Additionally, workers are now acutely aware of the safety aspects of working in an environment with people who may be sick. This will also require attention as workers return to the office. Providing employees with the confidence to feel protected while in the office will be key to attracting and maintaining a productive workforce. So, taking all of this into account, what are some of the changes companies will need to make to accommodate new working and safety trends?
Touchless and Contactless
Even with a vaccine, the unease of touching surfaces will linger. Touchless technology will not only provide employees and visitors with peace of mind, but will also boost health benefits and likely decrease sick time because there will be less communal surfaces to touch and spread disease. Companies like RXR Realty are already testing touchless entry turnstiles that automatically call elevators to take workers to their desired floor with no need to touch up/down buttons or a floor number. Advances in digital signage include apps used to interact via a smart phone and interactive displays that react when you merely hover your hand over the screen and swipe or tap in the air, requiring no physical contact. Virtual front desk receptionists also reduce contact and provide visitors or employees with information or instructions allowing for contactless interaction. Sign in apps can be also be used to register ahead of time for customers, employees or visitors.

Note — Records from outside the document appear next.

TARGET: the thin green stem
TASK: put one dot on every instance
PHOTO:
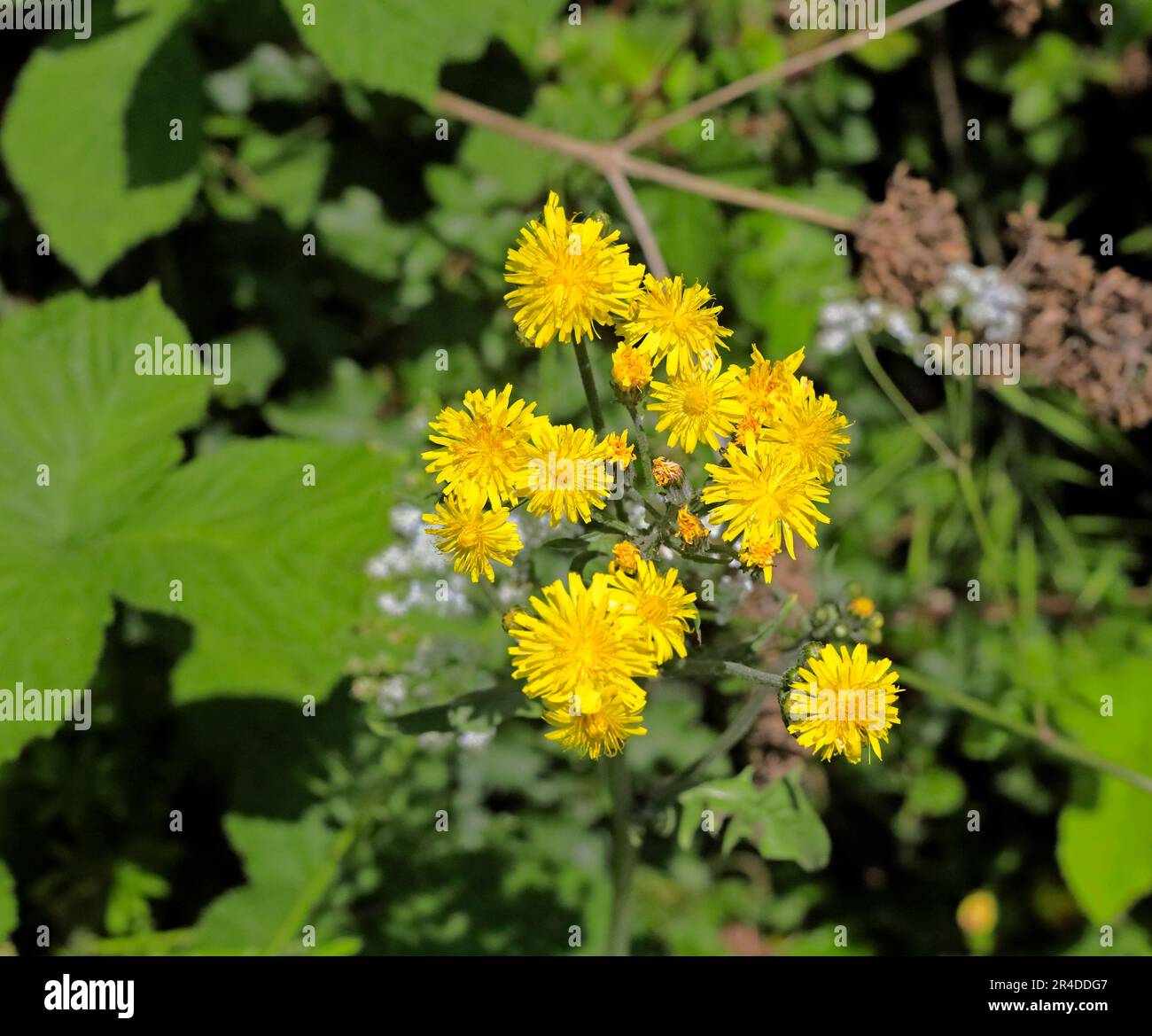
(1044, 736)
(643, 476)
(897, 398)
(594, 398)
(767, 683)
(623, 858)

Balance of Remote and On-Site Collaboration
With employees both on and off campus in a hybrid scenario, the need for online videoconferencing will remain in demand. Companies will need to provide this resource along with the necessary equipment to provide quality audio and video during meetings. Conference rooms will likely no longer be packed full of people, but rather will have more of an even distribution of on-site and remote participants who will require the tools needed to join online meetings at home, at their desk and in conference rooms. Scheduling apps, PTZ cameras along with BYOD will provide assistance in ensuring that all meeting participants—no matter where they may be—will have an effective and efficient method of collaborating with colleagues.
Artificial Intelligence and the smart building will come more into play now than ever before in order to help companies save money, boost productivity and to maintain safe and comfortable working environments. In the hybrid workforce, where less people are on campus on any given day, companies can use sensors to track movement and usage and adjust building operations such as HVAC and lighting as needed. Using AI, HVAC can be used to control the amount of fresh air intake and to prevent contamination from one area to another if someone is deemed ill. Movement can be monitored so lights can turn off or on according to usage of a space.
Utilizing less space, this method can offer employees a level of safety by reducing the amount of people in an office space by 50% or more. Companies can allow half of employees to enter the office on certain days of the week and the other half to enter on alternate days while being cleaned in between. Employees can either be assigned to different desks or employees can share desks with their alternate cohorts.
With both employers and employees realizing the benefits of hybrid and remote work, the future office may look very different. Planning for future office spaces or redesigning current ones will need to take this new perspective into account. And that pesky morning and evening commute that once required hours of time each day may just be a thing of the past.